En las palabras del Salvador registradas en Mateo capítulo siete, versículos trece y catorce, se levanta una advertencia solemne y al mismo tiempo una invitación misericordiosa: “Entrad por la puerta estrecha; porque ancha es la puerta, y espacioso el camino que lleva a la perdición, y muchos son los que entran por ella; porque estrecha es la puerta, y angosto el camino que lleva a la vida, y pocos son los que la hallan.” Estas no son simples expresiones poéticas, sino verdades eternas que describen la realidad de nuestra existencia mortal. El mensaje del Maestro es claro: no todos los caminos conducen a la vida eterna, y no todo acceso abre hacia la gloria. Hay un solo camino definido, angosto, estrecho, exigente, pero glorioso, que lleva al Padre, y hay una multitud de senderos cómodos y fáciles que, aunque al principio parecen placenteros, desembocan en la ruina espiritual.
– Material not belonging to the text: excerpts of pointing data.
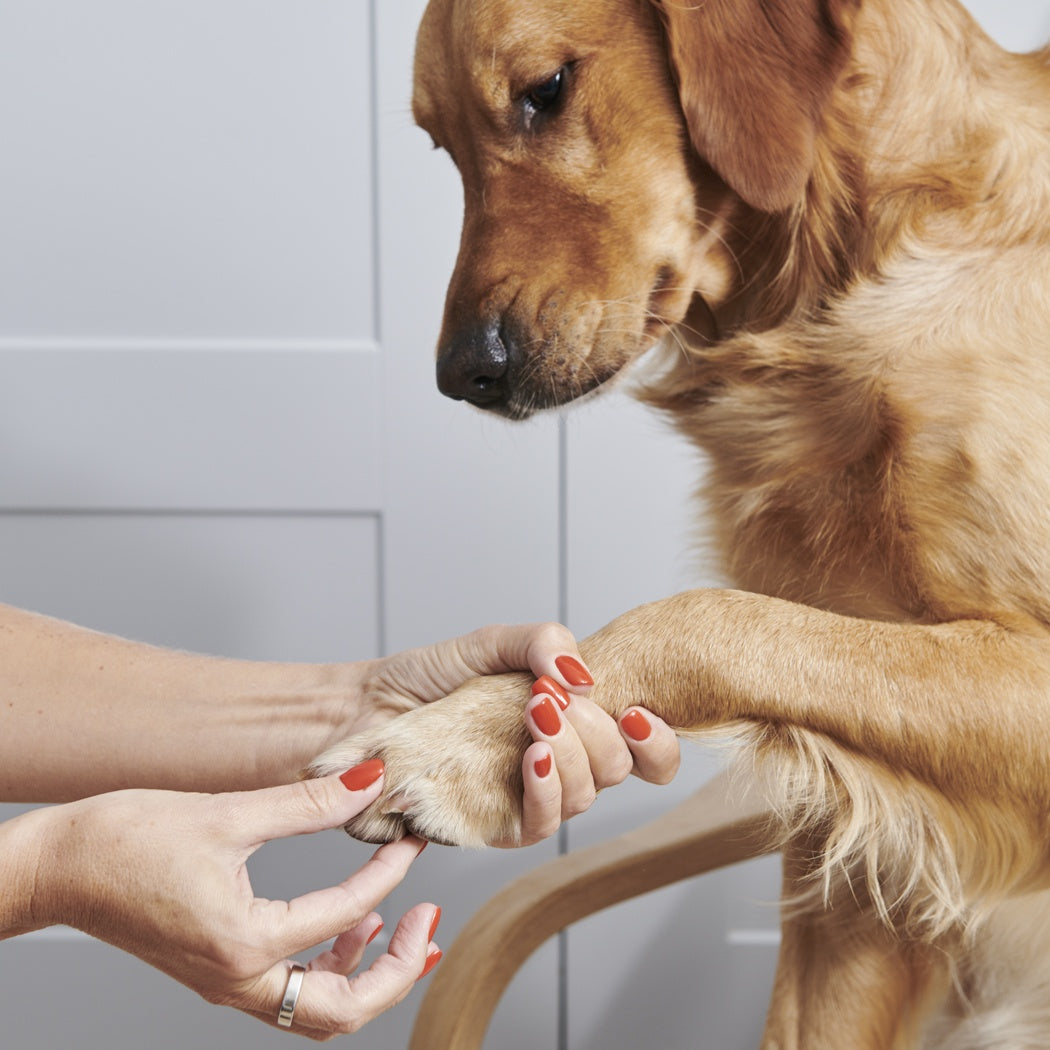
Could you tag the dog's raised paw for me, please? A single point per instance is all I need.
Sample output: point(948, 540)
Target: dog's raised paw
point(453, 768)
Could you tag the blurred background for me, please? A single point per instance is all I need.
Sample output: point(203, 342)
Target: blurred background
point(224, 249)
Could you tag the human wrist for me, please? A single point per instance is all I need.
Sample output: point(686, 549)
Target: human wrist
point(26, 866)
point(306, 709)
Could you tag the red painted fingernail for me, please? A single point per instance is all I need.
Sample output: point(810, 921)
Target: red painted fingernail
point(547, 685)
point(575, 673)
point(362, 776)
point(636, 726)
point(432, 960)
point(546, 717)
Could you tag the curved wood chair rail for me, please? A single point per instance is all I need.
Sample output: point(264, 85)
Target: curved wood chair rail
point(717, 826)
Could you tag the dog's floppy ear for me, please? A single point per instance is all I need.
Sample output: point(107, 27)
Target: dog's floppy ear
point(754, 78)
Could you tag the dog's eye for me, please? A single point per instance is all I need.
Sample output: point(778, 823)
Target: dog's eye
point(546, 95)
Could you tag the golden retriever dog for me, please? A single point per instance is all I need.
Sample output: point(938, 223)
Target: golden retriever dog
point(834, 216)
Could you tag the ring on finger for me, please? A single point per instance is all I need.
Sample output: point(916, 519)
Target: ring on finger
point(292, 990)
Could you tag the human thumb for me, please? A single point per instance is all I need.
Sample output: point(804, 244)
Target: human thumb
point(311, 805)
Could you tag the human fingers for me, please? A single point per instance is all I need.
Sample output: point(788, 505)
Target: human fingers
point(653, 743)
point(305, 806)
point(544, 649)
point(548, 718)
point(347, 951)
point(293, 926)
point(542, 803)
point(328, 1004)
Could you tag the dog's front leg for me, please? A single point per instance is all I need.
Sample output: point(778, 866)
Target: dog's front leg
point(961, 710)
point(963, 707)
point(843, 978)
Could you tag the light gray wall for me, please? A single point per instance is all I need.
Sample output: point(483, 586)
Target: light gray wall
point(223, 256)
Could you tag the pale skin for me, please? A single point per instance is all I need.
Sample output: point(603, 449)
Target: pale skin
point(173, 768)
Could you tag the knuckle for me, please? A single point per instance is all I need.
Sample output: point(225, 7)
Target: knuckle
point(314, 799)
point(579, 803)
point(615, 772)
La puerta estrecha es Cristo mismo. Él dijo en otra ocasión: “Yo soy la puerta; el que por mí entrare, será salvo” (Juan 10:9). El simbolismo es perfecto: no existen varias entradas, no hay rutas alternativas, no hay accesos múltiples para la salvación. Solo hay un Redentor, solo un Mediador, solo un camino seguro que conduce al Padre. Esa puerta estrecha se abre únicamente a quienes ejercen fe en Jesucristo, se arrepienten de sus pecados, se someten al bautismo, reciben el Espíritu Santo y permanecen fieles hasta el fin. La estrechez de la puerta no indica dureza de Dios, sino claridad divina. No se trata de una exclusión caprichosa, sino de una definición amorosa: Dios nos muestra con precisión el sendero que nos conducirá a Él, para que nadie se confunda en el laberinto de la mortalidad.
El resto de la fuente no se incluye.